Permanent and long-term (PLT) migration to New Zealand had a net gain of 38,300 people in the June 2014 year compared with a net gain of 7,900 in the June 2013 year. The net gain was mainly due to fewer New Zealand citizen departures to Australia.

There was a net loss of 8,300 people to Australia in the June 2014 year, meaning there were 8300 more people leaving for Australia than arrived here… Which was well down from the net loss of 31,200 people in the June 2013 year.

That equates to People leaving NZ for Australia down by 36 per cent to 30,500 while arrivals from Australia to NZ increased 32 per cent to 22,200. In both directions, most migrants were New Zealand citizens.

So with those figures showing a trend building where people are coming home to NZ to roost, is New Zealand going to meet their expectations? It’s impossible to answer.

Like everywhere, the country has its challenges. This week the OECD singled out New Zealand and Mexico for embracing economic policies that accentuate inequality. Basically the OECD was saying governments cannot expect wealth to trickle down to those estranged from opportunity. And inequality expresses itself in health status, educational achievement, housing and living standards, security and lifestyles.

These are the challenges that Kiwis returning home will soon become acutely aware of. There are the infrastructure challenges, that within a nation as young as ours, that is still developing its roads, networks, institutions, the tax from a population of 4.5 million can only go so far.

New Zealand ends 2014 with so many wonderful things that we celebrate, especially within our families and communities. But it faces an identity crisis where the traditional concept of Kiwi fairness and justice maybe… just maybe… be beginning to ebb behind the ‘us and them’ individualism, where it is ok to destroy another if, in the process, you end up the winner. This isn’t the indifference Lorde writes about in her song Royals, but is something more sinister.
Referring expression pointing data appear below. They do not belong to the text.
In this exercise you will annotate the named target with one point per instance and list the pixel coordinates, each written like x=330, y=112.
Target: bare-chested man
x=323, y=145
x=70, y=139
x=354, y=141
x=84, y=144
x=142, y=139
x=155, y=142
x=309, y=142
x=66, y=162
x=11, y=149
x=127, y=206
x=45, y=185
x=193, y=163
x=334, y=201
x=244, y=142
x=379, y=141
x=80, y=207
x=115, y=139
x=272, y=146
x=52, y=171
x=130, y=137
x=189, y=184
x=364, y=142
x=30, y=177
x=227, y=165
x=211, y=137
If politics is the cumulative expression of our communities, then New Zealand is doomed to a future where parody masquerades as reasonable, where accountability is based on what you can get away with, and a selfie replaces the expectation of rational debate.

As one popular pundit said this week, 2014 has been the year of The White Knuckled Fist.
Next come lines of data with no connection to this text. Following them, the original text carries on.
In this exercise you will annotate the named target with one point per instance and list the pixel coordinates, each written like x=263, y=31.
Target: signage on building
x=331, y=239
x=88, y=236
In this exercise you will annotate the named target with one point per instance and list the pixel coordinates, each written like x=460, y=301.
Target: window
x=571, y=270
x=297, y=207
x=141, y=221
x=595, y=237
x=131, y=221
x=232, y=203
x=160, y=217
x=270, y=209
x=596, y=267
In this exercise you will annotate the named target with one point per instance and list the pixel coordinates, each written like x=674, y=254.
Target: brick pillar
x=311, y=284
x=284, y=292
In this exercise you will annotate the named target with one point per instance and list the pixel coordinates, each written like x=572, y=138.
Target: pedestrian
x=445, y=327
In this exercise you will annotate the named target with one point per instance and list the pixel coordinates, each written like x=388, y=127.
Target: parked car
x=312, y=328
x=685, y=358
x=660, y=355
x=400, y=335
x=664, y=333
The positive is, that that white knuckled fist can be relaxed. The challenge is for New Zealanders to find a reason to relax it. So in a week where our politicians voted on new laws that give New Zealand’s spies more powers, including the legal right to spy on Kiwis without a warrant, I say roll on Christmas, New Year’s Eve, and 2015. We need a circuit breaker from the fallout from this year’s divisive elections, and are overdue for a change.

Lorde help us!

Across The Ditch is broadcast live weekly on FiveAA.com.au and webcast on Livenews.co.nz.

3 COMMENTS

  1. Selwyn,as much as i dearly would love to see streets of our disenfranchised out their protesting in a sociable fashion,cant see it.To locked to the Pin number and all it can give even for a 24 break of 24 seven wage slavery and idle dreamers dreams of a better future if only given the chance.

    Lorde, help us. The way she dances no chance,as for the other Lord,a fools paradise for the usury of its profit and exploitation of those disenfranchised to hold onto, a fools gold.

  2. Whatever happened to the show immediately post election? There seems to have been one the week just prior to the election and then the next one posted was two weeks after. Was there a reason why there was not one the week after the election?